Section announced support for persistent volume storage in its distributed, multi-cloud platform, enabling developers to rapidly deploy even the most complex Kubernetes workloads globally.

This enables organizations to easily optimize and scale service according to local demand, while directing traffic to the most appropriate endpoints for performance and availability at cloud service providers worldwide.

With the new release of Persistent Volumes, Kubernetes users can provide state-independent data storage across capsules and containers to support databases like PostgreSQL and MySQL, document or object stores, and more.

“Effectively orchestrating distributed applications and storage is devilishly complex. But not with Section. We’re giving organizations simple access to a global platform so they can quickly deploy and scale – even for complex environments that require Persistent Volumes – freeing up valuable development time and resources.”
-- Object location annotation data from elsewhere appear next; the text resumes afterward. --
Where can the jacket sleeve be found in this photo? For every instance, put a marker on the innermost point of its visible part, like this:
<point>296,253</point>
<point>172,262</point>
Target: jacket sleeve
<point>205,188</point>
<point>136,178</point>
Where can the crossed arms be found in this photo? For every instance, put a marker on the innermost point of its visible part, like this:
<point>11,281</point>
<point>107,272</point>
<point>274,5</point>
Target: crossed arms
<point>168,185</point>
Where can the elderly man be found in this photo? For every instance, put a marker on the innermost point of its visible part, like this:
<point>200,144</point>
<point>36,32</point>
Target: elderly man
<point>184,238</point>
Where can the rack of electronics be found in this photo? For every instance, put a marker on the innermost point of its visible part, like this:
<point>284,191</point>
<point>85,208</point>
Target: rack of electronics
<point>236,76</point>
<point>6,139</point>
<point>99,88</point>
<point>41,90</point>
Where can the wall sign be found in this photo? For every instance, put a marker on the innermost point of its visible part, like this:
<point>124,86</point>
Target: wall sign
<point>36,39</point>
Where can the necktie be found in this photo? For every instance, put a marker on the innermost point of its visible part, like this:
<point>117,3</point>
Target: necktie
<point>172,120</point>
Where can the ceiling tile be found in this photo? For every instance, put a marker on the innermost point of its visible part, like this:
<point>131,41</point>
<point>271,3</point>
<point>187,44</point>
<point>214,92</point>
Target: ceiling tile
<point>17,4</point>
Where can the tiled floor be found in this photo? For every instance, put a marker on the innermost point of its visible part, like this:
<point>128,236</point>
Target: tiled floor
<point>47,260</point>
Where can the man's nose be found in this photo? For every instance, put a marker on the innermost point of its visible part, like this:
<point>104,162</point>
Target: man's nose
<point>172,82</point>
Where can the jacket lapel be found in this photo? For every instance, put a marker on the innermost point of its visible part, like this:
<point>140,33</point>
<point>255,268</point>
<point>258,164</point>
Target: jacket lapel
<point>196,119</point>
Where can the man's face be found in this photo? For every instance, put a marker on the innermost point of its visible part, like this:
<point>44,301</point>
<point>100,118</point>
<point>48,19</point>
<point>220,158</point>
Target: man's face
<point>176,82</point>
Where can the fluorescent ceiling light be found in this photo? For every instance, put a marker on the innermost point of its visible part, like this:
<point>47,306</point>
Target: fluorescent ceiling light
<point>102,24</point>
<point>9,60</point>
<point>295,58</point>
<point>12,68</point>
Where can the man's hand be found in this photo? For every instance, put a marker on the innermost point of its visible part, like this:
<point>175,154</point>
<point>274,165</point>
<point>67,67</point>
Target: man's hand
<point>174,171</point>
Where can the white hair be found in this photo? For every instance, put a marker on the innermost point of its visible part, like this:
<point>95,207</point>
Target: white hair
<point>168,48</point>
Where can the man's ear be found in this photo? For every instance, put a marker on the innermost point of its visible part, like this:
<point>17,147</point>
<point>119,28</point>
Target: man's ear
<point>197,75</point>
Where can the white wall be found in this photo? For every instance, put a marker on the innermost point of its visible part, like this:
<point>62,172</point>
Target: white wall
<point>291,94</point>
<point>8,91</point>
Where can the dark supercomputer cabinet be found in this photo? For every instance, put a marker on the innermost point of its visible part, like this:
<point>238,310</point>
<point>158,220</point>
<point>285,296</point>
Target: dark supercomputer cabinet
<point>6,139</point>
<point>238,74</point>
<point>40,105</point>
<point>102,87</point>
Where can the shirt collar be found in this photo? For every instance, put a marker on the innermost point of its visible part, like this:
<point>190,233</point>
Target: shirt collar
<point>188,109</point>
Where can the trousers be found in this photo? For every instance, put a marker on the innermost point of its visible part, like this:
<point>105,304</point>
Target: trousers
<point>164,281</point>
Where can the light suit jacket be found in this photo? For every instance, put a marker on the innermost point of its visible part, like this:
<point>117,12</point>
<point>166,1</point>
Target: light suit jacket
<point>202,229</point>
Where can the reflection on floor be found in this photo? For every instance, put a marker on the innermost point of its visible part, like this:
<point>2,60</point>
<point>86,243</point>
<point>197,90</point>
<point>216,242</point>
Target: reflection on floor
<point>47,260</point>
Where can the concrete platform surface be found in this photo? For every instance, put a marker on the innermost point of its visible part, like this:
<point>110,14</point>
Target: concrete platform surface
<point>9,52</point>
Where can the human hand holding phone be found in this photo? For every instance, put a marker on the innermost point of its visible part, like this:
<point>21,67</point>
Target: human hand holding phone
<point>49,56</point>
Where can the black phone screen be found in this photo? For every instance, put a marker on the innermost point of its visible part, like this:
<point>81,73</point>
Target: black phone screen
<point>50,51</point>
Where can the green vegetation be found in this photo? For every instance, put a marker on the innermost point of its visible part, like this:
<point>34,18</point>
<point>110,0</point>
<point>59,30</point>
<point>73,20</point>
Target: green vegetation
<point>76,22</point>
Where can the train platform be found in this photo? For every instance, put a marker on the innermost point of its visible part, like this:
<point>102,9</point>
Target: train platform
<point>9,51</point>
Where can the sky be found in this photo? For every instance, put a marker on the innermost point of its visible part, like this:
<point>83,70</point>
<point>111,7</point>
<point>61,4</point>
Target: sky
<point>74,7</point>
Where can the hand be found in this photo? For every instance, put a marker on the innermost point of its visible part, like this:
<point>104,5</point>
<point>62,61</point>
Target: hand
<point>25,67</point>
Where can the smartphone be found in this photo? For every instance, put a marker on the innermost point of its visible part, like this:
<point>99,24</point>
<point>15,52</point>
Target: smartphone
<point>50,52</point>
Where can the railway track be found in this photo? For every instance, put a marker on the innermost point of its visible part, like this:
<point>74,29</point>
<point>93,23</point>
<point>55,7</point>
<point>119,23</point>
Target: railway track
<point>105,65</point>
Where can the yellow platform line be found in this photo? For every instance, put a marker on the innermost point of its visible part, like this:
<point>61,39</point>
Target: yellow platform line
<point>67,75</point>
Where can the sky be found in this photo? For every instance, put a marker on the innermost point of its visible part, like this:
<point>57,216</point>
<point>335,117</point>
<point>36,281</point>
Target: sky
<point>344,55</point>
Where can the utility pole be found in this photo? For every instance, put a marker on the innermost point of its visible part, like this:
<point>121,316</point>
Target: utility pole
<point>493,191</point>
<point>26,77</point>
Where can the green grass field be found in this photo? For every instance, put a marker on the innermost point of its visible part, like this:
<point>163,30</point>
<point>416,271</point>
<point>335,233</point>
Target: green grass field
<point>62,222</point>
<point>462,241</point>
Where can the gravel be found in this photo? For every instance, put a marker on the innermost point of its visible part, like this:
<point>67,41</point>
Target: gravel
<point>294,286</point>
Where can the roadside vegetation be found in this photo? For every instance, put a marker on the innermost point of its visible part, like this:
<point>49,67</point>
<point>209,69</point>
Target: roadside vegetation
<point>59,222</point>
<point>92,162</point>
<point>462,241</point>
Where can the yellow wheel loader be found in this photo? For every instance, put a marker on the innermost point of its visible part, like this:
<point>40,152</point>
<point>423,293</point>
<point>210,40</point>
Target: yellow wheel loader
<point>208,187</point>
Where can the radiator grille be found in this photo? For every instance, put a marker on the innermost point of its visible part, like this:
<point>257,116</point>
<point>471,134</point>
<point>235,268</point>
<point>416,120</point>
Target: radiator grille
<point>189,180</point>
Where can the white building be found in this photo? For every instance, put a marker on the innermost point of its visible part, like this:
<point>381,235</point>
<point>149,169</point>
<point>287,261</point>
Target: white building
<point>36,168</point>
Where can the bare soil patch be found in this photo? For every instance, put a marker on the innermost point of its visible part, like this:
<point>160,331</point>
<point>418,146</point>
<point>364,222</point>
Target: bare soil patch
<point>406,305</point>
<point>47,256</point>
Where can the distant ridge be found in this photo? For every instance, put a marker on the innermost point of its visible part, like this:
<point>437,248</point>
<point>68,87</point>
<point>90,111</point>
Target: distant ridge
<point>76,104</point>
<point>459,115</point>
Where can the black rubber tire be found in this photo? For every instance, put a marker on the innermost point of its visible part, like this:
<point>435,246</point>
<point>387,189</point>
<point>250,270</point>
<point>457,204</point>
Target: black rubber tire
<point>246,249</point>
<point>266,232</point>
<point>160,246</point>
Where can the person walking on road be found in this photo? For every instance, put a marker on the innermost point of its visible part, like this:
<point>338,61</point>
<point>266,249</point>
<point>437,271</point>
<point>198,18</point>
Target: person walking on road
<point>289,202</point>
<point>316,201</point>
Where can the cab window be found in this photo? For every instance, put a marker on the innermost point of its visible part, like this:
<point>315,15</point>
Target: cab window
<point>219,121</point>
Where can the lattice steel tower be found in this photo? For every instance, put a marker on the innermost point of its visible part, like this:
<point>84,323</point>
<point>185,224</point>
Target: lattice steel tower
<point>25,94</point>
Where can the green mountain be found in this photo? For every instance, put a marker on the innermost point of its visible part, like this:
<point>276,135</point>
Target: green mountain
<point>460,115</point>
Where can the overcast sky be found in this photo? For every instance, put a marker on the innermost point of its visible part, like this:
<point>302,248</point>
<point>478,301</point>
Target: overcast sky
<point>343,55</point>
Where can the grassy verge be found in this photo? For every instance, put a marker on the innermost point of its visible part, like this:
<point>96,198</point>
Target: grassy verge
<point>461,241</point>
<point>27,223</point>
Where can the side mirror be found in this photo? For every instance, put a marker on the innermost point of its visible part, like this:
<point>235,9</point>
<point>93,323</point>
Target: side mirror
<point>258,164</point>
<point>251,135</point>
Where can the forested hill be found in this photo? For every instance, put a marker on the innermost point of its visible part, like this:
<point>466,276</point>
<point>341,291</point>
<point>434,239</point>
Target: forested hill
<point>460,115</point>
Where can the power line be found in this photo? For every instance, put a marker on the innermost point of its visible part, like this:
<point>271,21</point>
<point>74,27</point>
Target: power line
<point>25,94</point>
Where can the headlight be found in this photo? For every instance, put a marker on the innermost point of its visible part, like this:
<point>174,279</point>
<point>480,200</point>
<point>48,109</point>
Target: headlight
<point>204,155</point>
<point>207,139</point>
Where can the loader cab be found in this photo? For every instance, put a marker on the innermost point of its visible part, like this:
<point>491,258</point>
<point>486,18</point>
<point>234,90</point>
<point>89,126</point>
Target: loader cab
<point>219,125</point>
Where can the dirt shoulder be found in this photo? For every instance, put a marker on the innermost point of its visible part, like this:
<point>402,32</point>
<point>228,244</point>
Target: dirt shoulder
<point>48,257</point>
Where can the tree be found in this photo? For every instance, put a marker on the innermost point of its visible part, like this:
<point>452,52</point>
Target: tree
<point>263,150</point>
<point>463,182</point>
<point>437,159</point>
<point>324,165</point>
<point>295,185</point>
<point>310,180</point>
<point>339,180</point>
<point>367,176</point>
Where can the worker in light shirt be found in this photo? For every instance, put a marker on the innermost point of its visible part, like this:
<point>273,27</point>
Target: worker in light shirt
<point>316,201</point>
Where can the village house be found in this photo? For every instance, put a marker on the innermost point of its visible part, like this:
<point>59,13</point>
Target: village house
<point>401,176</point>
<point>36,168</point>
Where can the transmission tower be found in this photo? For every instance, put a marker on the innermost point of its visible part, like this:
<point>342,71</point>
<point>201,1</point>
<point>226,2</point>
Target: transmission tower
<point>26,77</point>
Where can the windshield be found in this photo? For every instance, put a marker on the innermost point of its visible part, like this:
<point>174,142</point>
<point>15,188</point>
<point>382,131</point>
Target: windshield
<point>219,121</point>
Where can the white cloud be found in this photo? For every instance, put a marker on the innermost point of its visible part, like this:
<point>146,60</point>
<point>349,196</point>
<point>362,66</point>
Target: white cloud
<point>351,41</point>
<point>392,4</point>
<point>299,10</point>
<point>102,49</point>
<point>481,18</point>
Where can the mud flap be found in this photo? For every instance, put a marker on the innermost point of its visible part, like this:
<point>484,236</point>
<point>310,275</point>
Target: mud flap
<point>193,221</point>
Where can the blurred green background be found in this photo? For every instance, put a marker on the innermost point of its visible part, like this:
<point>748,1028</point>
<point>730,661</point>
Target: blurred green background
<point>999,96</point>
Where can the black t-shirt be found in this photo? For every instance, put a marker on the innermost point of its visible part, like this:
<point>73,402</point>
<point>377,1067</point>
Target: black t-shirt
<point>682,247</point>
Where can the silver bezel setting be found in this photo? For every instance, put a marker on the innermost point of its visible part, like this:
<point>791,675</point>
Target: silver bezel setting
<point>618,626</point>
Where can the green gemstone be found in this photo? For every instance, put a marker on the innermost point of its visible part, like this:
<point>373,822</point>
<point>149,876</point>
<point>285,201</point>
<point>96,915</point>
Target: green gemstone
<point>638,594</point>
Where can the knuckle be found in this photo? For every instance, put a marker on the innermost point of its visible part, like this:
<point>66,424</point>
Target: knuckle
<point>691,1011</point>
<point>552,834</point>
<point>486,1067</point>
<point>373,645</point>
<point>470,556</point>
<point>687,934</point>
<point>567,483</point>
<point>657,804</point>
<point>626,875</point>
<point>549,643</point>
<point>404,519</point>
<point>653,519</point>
said Stewart McGrath, Section’s CEO.

Developers deploy on Section’s multi-cloud, clusterless platform using Section’s web-based console or standard open-source tools (like Helm, YAML or kubectl), setting simple policy-based rules to automate global orchestration. While typical workloads can readily use ephemeral storage as needed, Persistent Volumes can now be created dynamically through a Persistent Volume Claim.

Section’s distributed cloud-native compute platform allows application developers to focus on business logic while enabling their software to behave as if it runs everywhere, is infinitely scalable, always available, maximally performant, completely compliant, and efficient with compute resources and cost.